See how He keeps us, even in this short life: He sends His angels to guard you in all your ways. This is what the devil omits from his quotation of Psalm 91 in the temptation of Jesus on the “wing” of the temple. He says that God will send His angels to guard Jesus, but he doesn’t say “in all your ways.” It may seem like a slight omission, but in those words is everything. What are the ways in which Jesus, or we, walk, that the angels guard us? It is not in throwing ourselves down from high places, or finding the ways in which we can test God. It is in the ways He has put before us—not on the wings of the temple, but under the wings of His certain promise and Word. As one Christian put it, “With one hand [the angels] protect the believers…and with the other they pursue and attack Satan and godless men…As you go about your daily work, the angels carry you in their hands” (Martin Chemnitz, Loci Theologici, 1:178).

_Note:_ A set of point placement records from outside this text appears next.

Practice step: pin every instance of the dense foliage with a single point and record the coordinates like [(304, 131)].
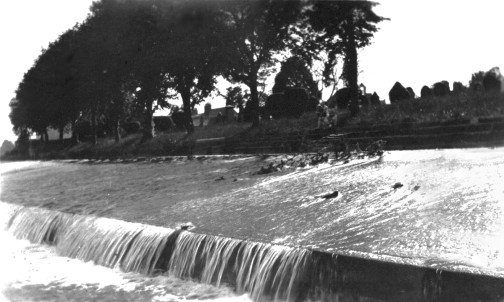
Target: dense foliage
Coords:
[(130, 57)]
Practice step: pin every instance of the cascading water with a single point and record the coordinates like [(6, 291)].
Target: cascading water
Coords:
[(434, 239), (267, 272), (261, 269)]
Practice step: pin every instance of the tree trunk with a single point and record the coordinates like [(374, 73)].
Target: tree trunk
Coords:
[(117, 131), (254, 100), (93, 127), (75, 134), (148, 129), (61, 133), (352, 68), (186, 100)]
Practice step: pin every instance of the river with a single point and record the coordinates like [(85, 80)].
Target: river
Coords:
[(440, 209)]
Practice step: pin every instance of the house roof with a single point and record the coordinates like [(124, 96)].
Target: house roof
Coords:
[(215, 111)]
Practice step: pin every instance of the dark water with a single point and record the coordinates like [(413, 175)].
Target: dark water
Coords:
[(448, 214)]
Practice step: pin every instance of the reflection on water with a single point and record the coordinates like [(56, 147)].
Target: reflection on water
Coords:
[(448, 214)]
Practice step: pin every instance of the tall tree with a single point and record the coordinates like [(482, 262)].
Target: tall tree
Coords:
[(294, 72), (342, 27), (256, 31)]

This entire psalm is about the protection of God, the peace and security that cannot be found anywhere or in anyone else. Whether day or night, we have nothing to fear, because Yahweh is our keeper. Behold, He who keeps Israel will neither slumber nor sleep. Yahweh is your keeper; Yahweh is your shadow [Psalm 91:1] on your right hand. The sun shall not strike you by day, nor the moon by night. Yahweh will keep you from all evil; He will keep your life. Yahweh will keep your going out and your coming in from this time forth and forevermore (Psalm 121:4-8). “Let me dwell in Your tent forever! Let me take refuge under the shelter of Your wings!” (Psalm 61:4). Here is safety, not only for soul, but also for body. We are hid in Christ, whose life means resurrection for us, and eternal safety for body and soul. There is no more secure place than in the One who has already endured every danger and threat, including death, and come through on the other side, raised from the dead.
“I fear no foe with Thee at hand to bless; ills have no weight and tears no bitterness. Where is death’s sting? Where, grave, thy victory? I triumph still if Thou abide with me!” (LSB 878:5). “Lord Jesus, since You love me, now spread Your wings above me and shield me from alarm. Though Satan would devour me, let angel guards sing o’er me: this child of God shall meet no harm. My loved ones, rest securely, for God this night will surely from peril guard your heads. Sweet slumbers may He send you and bid His hosts attend you and through the night watch o’er your beds” (LSB 880:4-5).
In the Name of the Father and of the Son and of the Holy Spirit. Amen. “And the peace of God, which surpasses all understanding, will guard your hearts and your minds in Christ Jesus” (Philippians 4:7, ESV). Amen.